Tarcísio deu a letra em entrevista à CNN: “nunca fui bolsonarista raiz”. "Sou cristão, contra aborto, contra liberação de drogas, mas não vou entrar em guerra ideológica e cultural”, avisou o novo governador. Também não quis entrar em bola dividida com o Supremo Tribunal Federal (STF). Esta semana, foi flagrado aos risos com o presidente do Tribunal Superior Eleitoral (TSE), Alexandre de Moraes, mais detestado por Bolsonaro do que todo o petismo.
A vitória de Lula foi um alento para a carreira de Tarcísio de Freitas. Ele foi indicado e bancado por Bolsonaro para comandar um estado no qual ele sequer morava. Se Bolsonaro tivesse vencido, Tarcísio teria mais cara de interventor do Estado, agindo a reboque do presidente, do que de governador. Agora, pode correr solto pelo Palácio dos Bandeirantes.
Na escolha de seus secretários, mostrou algumas de suas características: o liberalismo econômico e sua intenção de privatizar a Sabesp, com nomes técnicos especializados em desestatização; a influência de Gilberto Kassab (PSD), que além de secretário emplacou outros companheiros; e um quê conservador nas áreas sociais e, sobretudo na Segurança Pública.
A bem da verdade, Tarcísio nunca foi o queridinho dos bolsonaristas raiz, mas isso não impediu que eles festejassem sua vitória e o procurassem no gabinete do governo de transição. Entre os visitantes, estava o filho do presidente, Eduardo Bolsonaro (PL-SP), que deu uma passadinha no escritório do vitorioso antes de embarcar para o Catar para ver a Seleção, ops, para distribuir pendrives a aliados internacionais.
Agora, Tarcísio tem diante de si uma forma de mostrar que não é o bolsonarista raiz que segue diligente para um precipício apesar de todas os avisos da ciência de que está no caminho errado.
Mais uma pesquisa confirmou o sucesso das câmeras individuais pregadas nos uniformes dos policiais militares. Em um ano (de julho de 2021 a julho passado), as câmeras evitaram 104 mortes, revela a pesquisa da Fundação Getúlio Vargas (FGV). É uma redução de 57% no número de mortes em ocorrências policiais.
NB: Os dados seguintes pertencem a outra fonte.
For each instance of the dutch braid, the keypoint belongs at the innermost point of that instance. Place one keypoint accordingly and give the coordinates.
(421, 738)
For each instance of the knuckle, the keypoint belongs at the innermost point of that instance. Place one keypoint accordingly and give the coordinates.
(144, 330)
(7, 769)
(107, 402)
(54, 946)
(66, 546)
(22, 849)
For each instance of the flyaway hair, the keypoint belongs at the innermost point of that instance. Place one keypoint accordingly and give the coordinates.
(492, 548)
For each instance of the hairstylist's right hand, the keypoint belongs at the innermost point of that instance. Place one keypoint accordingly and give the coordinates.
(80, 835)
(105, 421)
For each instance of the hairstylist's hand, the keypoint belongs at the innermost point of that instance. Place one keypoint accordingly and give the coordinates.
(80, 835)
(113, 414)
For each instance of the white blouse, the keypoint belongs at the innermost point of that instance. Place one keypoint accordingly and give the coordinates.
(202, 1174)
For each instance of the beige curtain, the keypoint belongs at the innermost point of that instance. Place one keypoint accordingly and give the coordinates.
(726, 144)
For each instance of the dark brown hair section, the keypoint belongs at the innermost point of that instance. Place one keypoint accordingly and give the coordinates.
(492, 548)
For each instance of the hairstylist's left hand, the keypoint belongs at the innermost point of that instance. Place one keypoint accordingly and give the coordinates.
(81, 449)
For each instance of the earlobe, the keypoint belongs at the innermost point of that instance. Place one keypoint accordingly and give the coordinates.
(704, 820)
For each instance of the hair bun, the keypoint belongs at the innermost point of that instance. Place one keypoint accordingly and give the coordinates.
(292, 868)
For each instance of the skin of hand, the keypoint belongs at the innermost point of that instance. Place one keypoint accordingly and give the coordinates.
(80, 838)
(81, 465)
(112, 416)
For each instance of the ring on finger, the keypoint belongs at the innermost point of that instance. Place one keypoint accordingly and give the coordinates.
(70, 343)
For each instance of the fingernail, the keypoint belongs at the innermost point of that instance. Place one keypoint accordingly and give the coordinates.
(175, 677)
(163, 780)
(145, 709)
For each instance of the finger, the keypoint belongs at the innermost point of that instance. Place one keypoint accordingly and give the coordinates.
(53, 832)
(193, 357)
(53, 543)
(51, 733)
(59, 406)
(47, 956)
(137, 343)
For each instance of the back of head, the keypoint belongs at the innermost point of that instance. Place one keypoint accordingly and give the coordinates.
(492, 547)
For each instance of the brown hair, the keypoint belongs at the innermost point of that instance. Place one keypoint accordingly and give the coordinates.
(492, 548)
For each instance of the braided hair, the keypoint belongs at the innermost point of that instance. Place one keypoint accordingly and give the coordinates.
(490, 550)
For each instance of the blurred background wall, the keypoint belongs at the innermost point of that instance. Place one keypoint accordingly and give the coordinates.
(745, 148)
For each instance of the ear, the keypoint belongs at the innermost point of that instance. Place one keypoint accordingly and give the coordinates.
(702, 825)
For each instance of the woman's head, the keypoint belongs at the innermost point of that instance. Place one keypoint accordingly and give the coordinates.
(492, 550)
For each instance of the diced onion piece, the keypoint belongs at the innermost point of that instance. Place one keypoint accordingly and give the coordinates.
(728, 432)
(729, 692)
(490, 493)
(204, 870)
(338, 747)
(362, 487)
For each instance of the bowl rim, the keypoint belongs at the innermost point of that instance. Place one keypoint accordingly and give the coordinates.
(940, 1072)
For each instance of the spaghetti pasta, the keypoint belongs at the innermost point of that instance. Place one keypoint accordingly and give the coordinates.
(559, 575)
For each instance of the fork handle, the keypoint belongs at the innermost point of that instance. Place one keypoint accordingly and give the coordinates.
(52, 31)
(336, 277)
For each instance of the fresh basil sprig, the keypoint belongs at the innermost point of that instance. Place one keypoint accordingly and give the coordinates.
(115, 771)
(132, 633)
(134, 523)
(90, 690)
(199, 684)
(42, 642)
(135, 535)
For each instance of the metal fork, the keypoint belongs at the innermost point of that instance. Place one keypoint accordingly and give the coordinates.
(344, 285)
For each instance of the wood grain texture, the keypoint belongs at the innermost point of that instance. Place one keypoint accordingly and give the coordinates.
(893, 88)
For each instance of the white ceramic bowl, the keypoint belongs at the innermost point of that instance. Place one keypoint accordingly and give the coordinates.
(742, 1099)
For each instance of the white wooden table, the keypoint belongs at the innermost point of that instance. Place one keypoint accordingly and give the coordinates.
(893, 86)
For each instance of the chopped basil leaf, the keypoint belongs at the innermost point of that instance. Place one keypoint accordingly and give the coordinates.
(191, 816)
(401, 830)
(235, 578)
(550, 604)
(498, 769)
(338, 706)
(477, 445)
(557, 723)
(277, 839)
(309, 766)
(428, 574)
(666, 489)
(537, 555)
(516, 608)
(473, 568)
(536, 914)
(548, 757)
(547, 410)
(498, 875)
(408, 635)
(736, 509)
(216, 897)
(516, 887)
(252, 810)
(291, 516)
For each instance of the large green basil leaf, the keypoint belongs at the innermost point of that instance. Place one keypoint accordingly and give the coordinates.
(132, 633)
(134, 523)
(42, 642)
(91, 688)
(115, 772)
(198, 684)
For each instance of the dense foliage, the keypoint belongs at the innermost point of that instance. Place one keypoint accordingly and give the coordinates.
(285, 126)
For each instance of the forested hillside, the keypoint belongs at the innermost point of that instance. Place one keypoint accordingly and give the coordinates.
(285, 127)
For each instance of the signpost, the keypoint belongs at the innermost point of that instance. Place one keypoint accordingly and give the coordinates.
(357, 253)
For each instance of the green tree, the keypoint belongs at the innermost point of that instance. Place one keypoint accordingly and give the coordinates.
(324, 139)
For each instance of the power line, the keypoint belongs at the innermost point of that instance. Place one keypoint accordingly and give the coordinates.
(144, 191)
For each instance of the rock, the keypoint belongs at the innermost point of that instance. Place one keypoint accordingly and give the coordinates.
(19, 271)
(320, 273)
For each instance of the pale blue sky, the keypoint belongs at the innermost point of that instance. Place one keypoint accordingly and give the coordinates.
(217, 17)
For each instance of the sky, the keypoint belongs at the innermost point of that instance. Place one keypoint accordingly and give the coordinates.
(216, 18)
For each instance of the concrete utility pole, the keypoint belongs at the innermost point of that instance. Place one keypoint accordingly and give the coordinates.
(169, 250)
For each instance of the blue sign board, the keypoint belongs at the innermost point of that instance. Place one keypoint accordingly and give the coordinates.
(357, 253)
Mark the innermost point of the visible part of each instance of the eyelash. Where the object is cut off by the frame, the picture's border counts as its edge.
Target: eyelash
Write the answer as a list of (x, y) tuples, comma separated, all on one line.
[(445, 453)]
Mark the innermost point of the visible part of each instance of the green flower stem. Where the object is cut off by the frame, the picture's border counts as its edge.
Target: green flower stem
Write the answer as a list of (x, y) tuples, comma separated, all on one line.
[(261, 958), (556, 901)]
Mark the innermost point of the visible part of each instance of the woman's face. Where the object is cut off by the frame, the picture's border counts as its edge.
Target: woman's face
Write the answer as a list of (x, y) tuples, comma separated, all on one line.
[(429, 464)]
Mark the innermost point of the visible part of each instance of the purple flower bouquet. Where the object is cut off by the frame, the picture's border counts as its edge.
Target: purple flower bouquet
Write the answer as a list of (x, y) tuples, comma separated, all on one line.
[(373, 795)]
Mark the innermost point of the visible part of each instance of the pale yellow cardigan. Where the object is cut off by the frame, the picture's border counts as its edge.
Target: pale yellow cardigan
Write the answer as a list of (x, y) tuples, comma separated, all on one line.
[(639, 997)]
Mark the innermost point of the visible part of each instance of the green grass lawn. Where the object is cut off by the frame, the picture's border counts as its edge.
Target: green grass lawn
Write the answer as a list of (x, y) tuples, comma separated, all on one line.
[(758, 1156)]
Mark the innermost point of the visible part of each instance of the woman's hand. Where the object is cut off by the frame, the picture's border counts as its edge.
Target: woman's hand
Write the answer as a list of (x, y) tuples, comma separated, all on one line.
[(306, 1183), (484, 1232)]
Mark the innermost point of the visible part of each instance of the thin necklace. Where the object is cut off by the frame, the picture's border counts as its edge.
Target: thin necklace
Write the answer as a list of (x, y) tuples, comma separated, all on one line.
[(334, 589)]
Durante a campanha, Tarcísio disse ser contra as câmeras porque elas mostrariam que o governo duvida de seus policiais. É sempre bom lembrar que ninguém está acima de dúvidas: nem a polícia, nem o governo, nem os cidadãos. Agora, disse que vai avaliar os estudos. Que vença o bom senso do uso das câmeras que, como já mostramos aqui, também estão evitando a morte dos próprios policiais: houve uma redução de 95%.